The ride home was soooo much nicer now that Marnie had seen Papa G. She had some very sweet and tender moments with him that erased all the hostility of the morning..almost.
“Dear..I’m NOT hungry. You go ahead and get the kids something to eat. I don’t want a THING. When you get to be my age..you just don’t have much of an appetite anymore. If I’m not hungry..then I’m not hungry. I really can’t eat a sin..”
Fine. Enough said on the subject of Marnie and hunger.
As the kids we’re getting back in the car and I was helping them with their veggie-burgers and fries..I happen to glance at Marnie. She was unwrapping a white paper napkin from her purse and to my great surprise pulling out cookies. Then she’s all.. “nom nom nom” on these grotty oatmeal delights that have been in her purse for who knows HOW LONG.

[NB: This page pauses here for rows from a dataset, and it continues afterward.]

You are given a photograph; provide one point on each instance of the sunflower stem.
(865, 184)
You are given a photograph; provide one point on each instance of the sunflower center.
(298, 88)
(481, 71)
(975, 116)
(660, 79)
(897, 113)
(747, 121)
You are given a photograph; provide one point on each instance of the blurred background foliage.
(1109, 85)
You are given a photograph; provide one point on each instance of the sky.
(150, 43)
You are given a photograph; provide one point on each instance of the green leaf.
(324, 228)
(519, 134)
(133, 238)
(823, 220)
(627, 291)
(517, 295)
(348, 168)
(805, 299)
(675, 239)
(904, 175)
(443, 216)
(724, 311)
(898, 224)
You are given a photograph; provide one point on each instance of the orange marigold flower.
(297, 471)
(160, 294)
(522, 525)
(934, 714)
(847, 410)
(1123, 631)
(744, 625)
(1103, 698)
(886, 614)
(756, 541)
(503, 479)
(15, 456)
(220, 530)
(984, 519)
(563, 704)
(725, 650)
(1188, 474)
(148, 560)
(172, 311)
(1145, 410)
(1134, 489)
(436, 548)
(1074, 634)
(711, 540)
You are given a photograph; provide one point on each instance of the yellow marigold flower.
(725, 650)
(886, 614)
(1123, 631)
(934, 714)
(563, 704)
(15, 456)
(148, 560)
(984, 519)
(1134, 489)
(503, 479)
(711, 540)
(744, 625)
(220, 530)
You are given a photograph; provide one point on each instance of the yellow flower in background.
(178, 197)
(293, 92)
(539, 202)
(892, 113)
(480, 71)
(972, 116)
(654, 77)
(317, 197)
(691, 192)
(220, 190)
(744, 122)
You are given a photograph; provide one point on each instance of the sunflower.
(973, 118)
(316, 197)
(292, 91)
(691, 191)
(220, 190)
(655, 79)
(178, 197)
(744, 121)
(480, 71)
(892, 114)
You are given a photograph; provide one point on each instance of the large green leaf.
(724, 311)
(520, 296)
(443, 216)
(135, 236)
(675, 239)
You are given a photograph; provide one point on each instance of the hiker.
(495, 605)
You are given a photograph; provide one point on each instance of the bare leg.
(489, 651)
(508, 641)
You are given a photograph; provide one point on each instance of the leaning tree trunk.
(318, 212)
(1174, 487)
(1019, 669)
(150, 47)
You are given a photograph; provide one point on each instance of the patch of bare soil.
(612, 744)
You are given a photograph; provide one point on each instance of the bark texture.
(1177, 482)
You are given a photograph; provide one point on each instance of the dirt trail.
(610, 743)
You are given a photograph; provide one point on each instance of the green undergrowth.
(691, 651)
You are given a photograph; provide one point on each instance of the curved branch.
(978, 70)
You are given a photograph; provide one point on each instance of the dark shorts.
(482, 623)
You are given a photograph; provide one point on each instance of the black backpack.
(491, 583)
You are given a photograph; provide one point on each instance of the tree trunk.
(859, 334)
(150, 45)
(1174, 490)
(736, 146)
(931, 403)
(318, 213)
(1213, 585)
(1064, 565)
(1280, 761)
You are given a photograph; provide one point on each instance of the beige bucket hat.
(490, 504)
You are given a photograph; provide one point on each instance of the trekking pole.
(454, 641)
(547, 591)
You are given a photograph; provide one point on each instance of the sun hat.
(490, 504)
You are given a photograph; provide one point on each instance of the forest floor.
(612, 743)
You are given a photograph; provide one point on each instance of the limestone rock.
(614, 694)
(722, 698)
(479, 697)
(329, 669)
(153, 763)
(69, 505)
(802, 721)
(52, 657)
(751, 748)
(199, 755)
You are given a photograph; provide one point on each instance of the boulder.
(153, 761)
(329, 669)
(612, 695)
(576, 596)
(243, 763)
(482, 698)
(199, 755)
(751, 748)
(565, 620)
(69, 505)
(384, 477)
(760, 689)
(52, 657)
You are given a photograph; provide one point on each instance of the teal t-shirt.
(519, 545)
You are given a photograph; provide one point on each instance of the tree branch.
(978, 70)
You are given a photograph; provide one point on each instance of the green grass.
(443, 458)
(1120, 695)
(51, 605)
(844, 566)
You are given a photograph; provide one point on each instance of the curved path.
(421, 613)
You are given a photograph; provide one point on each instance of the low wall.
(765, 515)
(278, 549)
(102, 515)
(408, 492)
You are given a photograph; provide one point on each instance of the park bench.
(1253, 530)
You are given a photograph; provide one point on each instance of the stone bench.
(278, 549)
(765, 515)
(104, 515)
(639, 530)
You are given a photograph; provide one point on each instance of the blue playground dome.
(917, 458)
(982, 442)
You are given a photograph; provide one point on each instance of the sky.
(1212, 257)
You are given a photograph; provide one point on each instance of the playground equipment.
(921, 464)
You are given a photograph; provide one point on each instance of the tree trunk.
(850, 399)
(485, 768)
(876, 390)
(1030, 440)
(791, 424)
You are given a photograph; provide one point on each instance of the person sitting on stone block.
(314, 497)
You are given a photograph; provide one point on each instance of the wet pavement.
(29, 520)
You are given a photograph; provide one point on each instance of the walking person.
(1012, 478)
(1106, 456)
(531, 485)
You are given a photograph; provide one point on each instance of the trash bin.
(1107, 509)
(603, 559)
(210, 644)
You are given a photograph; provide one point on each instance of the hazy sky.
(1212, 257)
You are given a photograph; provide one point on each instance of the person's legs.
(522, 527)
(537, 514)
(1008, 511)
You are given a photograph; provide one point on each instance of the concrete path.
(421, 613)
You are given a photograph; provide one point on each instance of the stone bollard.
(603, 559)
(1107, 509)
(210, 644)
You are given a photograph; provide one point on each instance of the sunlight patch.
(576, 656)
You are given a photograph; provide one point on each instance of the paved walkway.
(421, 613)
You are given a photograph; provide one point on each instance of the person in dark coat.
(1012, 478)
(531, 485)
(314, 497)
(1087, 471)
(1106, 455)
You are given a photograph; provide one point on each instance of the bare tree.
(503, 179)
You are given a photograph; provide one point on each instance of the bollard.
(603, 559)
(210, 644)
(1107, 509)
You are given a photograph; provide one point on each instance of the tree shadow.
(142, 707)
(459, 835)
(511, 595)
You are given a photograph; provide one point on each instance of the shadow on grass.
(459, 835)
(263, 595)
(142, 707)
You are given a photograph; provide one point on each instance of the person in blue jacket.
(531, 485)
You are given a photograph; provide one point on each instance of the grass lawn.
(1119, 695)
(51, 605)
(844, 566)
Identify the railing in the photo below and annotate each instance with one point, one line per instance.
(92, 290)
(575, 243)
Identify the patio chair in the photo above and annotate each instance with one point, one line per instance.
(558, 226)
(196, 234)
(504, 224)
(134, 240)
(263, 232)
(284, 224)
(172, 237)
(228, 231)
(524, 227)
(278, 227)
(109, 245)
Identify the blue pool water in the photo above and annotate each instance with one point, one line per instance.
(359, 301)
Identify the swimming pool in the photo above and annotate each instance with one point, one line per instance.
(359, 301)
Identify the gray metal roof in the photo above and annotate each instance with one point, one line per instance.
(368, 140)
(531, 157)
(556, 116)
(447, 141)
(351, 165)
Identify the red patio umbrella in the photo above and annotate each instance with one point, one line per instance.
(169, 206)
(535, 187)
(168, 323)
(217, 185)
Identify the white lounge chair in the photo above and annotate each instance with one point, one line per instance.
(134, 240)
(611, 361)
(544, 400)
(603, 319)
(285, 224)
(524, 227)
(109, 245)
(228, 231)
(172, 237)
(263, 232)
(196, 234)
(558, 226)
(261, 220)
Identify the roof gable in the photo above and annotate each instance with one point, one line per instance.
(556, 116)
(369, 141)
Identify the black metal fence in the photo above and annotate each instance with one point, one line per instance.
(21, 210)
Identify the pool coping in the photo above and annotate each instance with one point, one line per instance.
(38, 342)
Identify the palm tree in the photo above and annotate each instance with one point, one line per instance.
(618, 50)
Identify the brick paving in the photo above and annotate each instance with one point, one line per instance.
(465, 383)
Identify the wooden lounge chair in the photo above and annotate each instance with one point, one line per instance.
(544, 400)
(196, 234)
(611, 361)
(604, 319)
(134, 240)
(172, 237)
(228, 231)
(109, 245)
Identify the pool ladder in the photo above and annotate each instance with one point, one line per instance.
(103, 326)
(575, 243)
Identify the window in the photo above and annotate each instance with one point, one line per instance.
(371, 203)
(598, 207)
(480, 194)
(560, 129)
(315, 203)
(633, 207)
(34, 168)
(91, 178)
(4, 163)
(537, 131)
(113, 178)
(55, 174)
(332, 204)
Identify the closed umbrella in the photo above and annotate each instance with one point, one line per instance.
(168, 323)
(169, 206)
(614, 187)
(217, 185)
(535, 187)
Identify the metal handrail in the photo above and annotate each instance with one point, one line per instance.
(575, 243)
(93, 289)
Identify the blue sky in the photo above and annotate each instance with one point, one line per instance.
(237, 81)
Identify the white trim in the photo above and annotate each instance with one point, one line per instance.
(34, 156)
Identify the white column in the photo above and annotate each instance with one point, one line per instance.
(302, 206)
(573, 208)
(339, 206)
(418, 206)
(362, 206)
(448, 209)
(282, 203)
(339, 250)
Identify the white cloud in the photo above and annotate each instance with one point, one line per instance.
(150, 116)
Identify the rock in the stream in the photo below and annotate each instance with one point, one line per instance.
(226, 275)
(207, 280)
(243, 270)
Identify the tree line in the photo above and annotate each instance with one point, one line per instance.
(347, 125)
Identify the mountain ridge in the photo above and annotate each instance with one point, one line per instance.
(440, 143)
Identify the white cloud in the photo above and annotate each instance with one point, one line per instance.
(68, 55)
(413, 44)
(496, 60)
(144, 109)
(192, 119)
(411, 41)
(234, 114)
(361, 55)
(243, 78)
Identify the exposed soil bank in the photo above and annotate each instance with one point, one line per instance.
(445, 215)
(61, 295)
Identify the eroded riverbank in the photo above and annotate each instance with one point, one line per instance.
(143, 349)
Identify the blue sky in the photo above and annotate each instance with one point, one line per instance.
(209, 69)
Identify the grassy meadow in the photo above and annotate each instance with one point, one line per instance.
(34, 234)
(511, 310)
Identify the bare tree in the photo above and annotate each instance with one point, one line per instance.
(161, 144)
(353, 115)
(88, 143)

“Marnie. WHAT are you doing?”
MARNIE: I got hungry.
Feh.
My Sandwich Generation..sometimes you just have to suck it up and stick to your guns. There are going to be times with your seniors..where your actions will not be welcomed. Shocking. I. Know. Then the skill is— to keep calm and refrain from using anything higher then “level 2” swear words. If you get into the “level 1” bombs..remove yourself from your senior ASAP and take a few deep breaths before continuing. Remember—your upper slice is adapting to a new way of functioning and it’s not easy to feel you’re losing your freedom and control. Just remind them they are still calling the shots. You’re just there to MAKE life easier..because they deserve the very BEST.
!@#&#*! BEEP. BEEP.
A
Copyright © 2009 My Sandwich Generation. All rights reserved.
I’ve been like a fly on the wall for a while now, regularly reading your blog. Some Sandwich Generation issues can be challenging - and to be able to write about them with such humor is a gift. Thanks for shariong valuable information and keeping me laughing.
Thank you very much Phyllis for reading The Granny Diaries and for the very kind words. I hope that I and my girls can keep you laughing for many more years to come. I hope that you’ll pass “Granny” around your table of friends. All Best!